Bukan tidak mungkin langkah Budiman ini akan menimbulkan efek domino yang membuat kader lain untuk berpaling. Secara tidak langsung, hal tersebut merupakan bentuk penggembosan dari dalam partai. Ketegasan Megawati tentu dinanti untuk bisa menertibkan kader yang
mbalelo.
Menanti Megawati
Megawati Soekarnoputri bukan politisi kaleng-kaleng. Perjuangannya di masa Orde Baru (Orba) hingga berhasil mendirikan PDI Perjuangan dan kini menjadi pemenang pilpres dan pileg tidak bisa dipandang sebelah mata. Melawan Megawati sama saja “mencari mati” bagi politisi.
Budiman Sudjatmiko mungkin dianggap angin lalu bagi Megawati. Bukan lawan seimbang. Tapi bagaimana jika ditarik lebih jauh persoalan ini. Siapa kira-kira yang membuat Budiman jadi berani?
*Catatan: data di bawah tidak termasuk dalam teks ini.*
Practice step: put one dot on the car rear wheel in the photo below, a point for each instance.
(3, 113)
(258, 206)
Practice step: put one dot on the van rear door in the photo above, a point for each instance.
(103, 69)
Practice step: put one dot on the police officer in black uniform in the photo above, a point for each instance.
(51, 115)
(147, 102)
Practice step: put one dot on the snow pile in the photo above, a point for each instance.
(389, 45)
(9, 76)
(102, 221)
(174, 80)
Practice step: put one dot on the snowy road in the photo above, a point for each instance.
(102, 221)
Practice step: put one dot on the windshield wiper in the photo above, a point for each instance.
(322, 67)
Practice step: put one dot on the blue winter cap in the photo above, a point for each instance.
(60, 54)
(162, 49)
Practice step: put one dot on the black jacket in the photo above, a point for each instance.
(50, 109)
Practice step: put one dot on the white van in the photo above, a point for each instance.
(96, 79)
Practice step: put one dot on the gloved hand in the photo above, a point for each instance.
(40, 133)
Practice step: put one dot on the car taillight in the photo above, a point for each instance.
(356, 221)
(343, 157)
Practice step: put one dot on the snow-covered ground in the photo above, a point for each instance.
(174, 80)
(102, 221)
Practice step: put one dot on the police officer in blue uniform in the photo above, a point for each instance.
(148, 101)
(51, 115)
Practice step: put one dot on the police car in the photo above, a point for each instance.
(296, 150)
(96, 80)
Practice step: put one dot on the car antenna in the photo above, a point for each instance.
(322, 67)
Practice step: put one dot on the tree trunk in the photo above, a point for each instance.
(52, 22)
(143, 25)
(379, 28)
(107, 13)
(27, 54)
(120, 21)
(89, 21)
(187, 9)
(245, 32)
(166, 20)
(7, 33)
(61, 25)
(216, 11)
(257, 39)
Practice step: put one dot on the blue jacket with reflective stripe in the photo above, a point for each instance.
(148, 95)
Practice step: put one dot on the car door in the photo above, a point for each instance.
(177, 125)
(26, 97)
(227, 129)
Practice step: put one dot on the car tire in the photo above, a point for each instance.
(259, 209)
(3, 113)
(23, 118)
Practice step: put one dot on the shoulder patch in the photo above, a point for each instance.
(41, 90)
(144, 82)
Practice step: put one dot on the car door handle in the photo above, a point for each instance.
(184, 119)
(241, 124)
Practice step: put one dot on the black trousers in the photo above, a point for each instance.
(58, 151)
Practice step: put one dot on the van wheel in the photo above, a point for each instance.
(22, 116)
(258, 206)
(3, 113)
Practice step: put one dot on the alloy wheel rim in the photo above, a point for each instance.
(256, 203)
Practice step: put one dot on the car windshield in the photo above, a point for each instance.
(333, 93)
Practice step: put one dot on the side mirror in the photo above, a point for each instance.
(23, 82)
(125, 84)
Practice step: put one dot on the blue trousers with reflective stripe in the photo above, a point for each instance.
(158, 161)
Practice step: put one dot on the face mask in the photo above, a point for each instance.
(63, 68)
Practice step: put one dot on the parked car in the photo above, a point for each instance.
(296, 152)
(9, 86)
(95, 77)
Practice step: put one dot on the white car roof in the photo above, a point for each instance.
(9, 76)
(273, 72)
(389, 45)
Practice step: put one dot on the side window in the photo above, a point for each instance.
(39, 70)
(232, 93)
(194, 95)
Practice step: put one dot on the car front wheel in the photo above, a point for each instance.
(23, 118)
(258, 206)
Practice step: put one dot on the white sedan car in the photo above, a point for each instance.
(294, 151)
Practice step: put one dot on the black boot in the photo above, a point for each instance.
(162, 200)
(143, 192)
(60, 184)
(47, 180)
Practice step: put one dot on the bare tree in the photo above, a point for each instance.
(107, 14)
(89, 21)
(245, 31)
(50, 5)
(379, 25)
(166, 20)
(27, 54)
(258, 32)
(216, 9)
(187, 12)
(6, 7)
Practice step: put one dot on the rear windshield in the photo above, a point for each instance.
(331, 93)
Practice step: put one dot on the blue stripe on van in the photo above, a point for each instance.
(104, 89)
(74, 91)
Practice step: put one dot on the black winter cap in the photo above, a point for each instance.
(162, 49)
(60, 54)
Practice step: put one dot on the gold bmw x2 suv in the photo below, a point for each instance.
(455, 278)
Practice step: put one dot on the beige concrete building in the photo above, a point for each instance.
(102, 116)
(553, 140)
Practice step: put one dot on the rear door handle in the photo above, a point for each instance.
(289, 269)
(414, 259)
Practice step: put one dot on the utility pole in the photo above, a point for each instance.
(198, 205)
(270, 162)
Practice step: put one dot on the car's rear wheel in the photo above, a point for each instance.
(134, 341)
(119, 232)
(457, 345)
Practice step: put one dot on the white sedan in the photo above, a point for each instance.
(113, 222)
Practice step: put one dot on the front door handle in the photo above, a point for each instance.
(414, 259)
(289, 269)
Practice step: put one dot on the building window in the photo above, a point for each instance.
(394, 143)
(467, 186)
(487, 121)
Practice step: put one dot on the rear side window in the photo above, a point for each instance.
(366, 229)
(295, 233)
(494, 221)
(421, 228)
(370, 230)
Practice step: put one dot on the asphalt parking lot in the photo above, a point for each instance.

Sejumlah pengamat menilai Budiman tidak berjalan sendiri. Dukungan untuk Prabowo diduga kuat atas arahan Presiden Joko Widodo. Alasannya, karena Budiman lebih dekat ke Jokowi ketimbang Megawati. Memang spekulatif, tapi bagaimana jika amatan itu benar.
Apapun itu, Megawati harus mengambil sikap tegas. Siapa saja yang tidak sejalan dengan perintah partai, harus keluar dari PDIP. Khusus untuk pilpres, partai sudah memberinya mandat untuk menentukan dukungan. Artinya, jika ada yang tidak menuruti perintah tersebut, Megawati perlu memberi sanksi tegas.
Bukan hanya kepada Budiman. Tapi juga kepada semua kader tanpa terkecuali. Termasuk Joko Widodo dan keluarga jika mereka masih malu-malu mendukung Ganjar Pranowo. Apalagi, kalau dugaan Jokowi mendukung Prabowo terbukti benar adanya.
Tanpa sikap tegas, Megawati hanya akan semakin dikhianati oleh para kadernya. Terutama para kader yang pragmatis dan tidak lagi mengerti idealisme perjuangan partai.